Facing the music
1 JANUARY 2003
Yesterday the Education, Science and Training Minister, Julie Bishop, announced the federal government will hold a National Music Workshop in August, in response to the National Review of School Music Education findings. Dr Christopher Klopper has taken on board the findings of the Review and in just a few months reinvigorated music teaching at the Charles Sturt University.
“Every child in this country has no less a right to learn how to play a musical instrument than they do to learn to read, write, count and communicate,” said the then Minister for Education, Dr Brendan Nelson, upon the release of the National Review of School Music Education late last year. The review found that school music education in Australia was of inconsistent quality, was not equally available in all schools across the country, and suffered from a perceived lower ‘value’ and status.
Julie Bishop took over the Education, Science and Training portfolio two months after the Review’s findings. She says school music education remains a priority under the Australian Government’s $139 million Quality Teaching Programme. This week she announced the federal government will hold a National Music Workshop in August in a further step towards enhancing music education in Australian schools.

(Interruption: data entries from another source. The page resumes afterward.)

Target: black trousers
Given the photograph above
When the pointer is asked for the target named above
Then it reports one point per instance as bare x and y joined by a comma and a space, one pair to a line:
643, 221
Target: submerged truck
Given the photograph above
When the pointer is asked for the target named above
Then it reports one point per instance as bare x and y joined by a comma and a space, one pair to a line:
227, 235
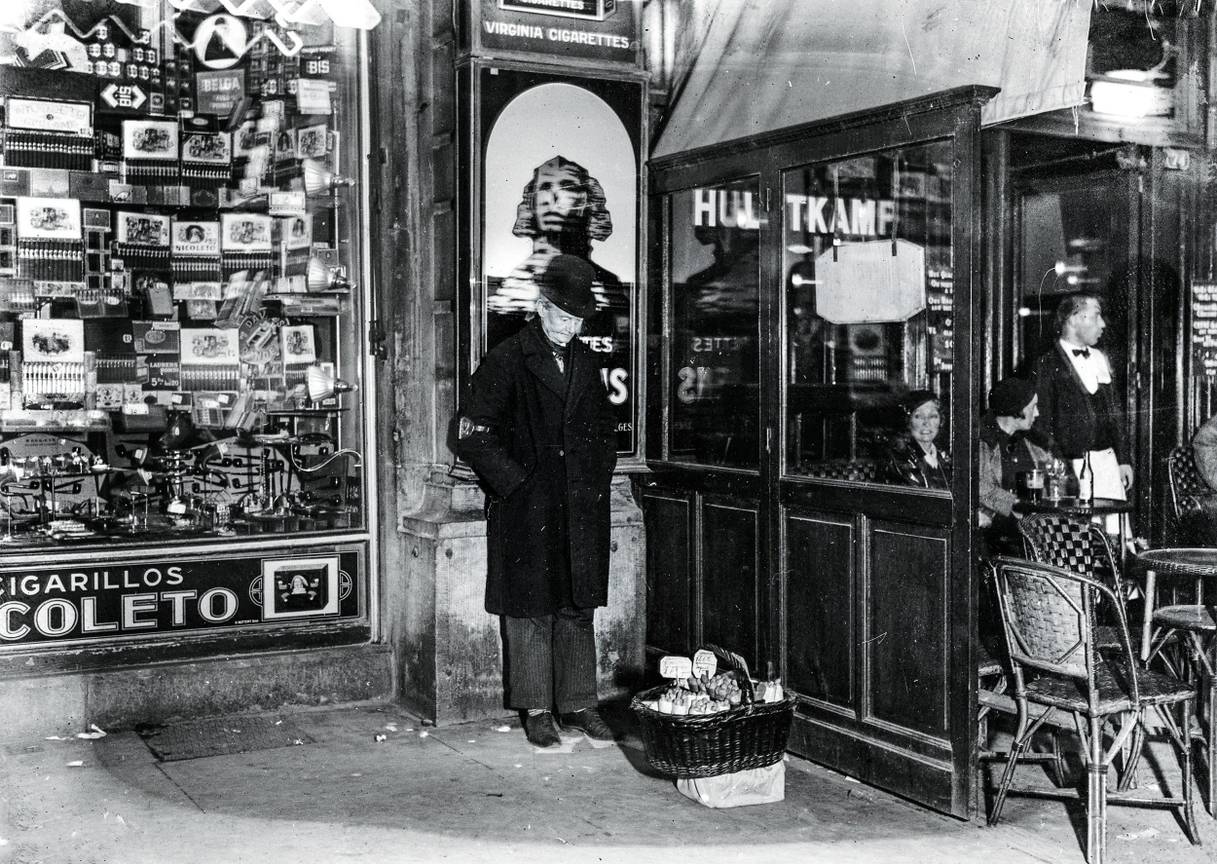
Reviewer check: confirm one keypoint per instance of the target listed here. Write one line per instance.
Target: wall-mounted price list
(1204, 329)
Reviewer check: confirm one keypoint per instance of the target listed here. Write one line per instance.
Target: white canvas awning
(770, 63)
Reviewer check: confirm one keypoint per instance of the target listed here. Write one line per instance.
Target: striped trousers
(550, 661)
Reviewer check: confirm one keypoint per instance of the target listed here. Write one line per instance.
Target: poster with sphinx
(560, 175)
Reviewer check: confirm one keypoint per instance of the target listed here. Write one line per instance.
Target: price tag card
(705, 662)
(676, 667)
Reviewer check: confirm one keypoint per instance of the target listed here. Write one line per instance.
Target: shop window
(179, 248)
(713, 355)
(868, 308)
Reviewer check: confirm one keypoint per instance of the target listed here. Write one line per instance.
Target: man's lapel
(583, 374)
(539, 359)
(1070, 368)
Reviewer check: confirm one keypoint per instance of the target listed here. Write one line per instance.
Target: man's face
(560, 326)
(559, 198)
(1087, 323)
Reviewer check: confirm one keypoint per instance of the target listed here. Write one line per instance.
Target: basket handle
(740, 667)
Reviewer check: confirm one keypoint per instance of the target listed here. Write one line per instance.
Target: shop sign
(587, 29)
(568, 189)
(1204, 329)
(88, 600)
(218, 93)
(818, 214)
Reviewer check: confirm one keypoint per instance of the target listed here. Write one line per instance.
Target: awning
(770, 63)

“Improving music education requires a collaborative effort. Music education engages multiple skills, can connect with all children regardless of socio-economic background, and provides excellent opportunities for young people, including those most at risk, to reach for and attain higher levels of achievement,” Minister Bishop said.
Last year, Charles Sturt University (CSU) held a world-wide search for a new Music lecturer to work in the School of Teacher Education. In just a few months Dr Christopher Klopper has taken on board the findings of the Review and reinvigorated music teaching at the University.
“One way to address some of the shortcomings that have been pointed out to us in this report is to create a culture of making music. We have a choir going now for students and staff, we have revived the piano lab, and I’ve been able to start a students and musicians club.”
It was studying traditional music in his native South Africa that led Dr Klopper to this strong personal philosophy of creating a culture of music for all to participate in. “In African and Australian Indigenous music, it is a part of life. It’s a natural, integral, humanised social event.
“The arts and music affect the mind, the body and the soul. I call it the CCI analysis. I look at the context, whether socio-political, religious, or cultural. Then I identify how the concepts of that culture is portrayed in the music. And there’s the intangible. In African and Aboriginal music there is a large emphasis placed on the metaphysical, as opposed to the physical.”
Senator the Hon. Rod Kemp, Minister for the Arts and Sport, says “the combination of creative arts and education helps to improve problem solving skills, team skills, self confidence and self esteem”. Dr Klopper agrees. He says interpreting the launguage that is music is a form of problem solving. Performing music develops self-confidence and self-esteem, learning music helps reading and comprehension, while playing music together in a band or an orchestra fosters team spirit. And, he says, “in a time of instant gratification what our young generation needs is the self-discipline which you get from learning an instrument”.
Dr Klopper says every primary and early childhood teacher education student who comes through CSU will be taught to play an instrument. “We certainly can address that right of every child to play an instrument, and build up a music-making culture. And we can do that through training our students.
“We are so worried about literacy and numeracy, science and technology, but if we want great mathematicians and scientists, we have to provide the opportunity to young children to unleash and unlock their creativity.”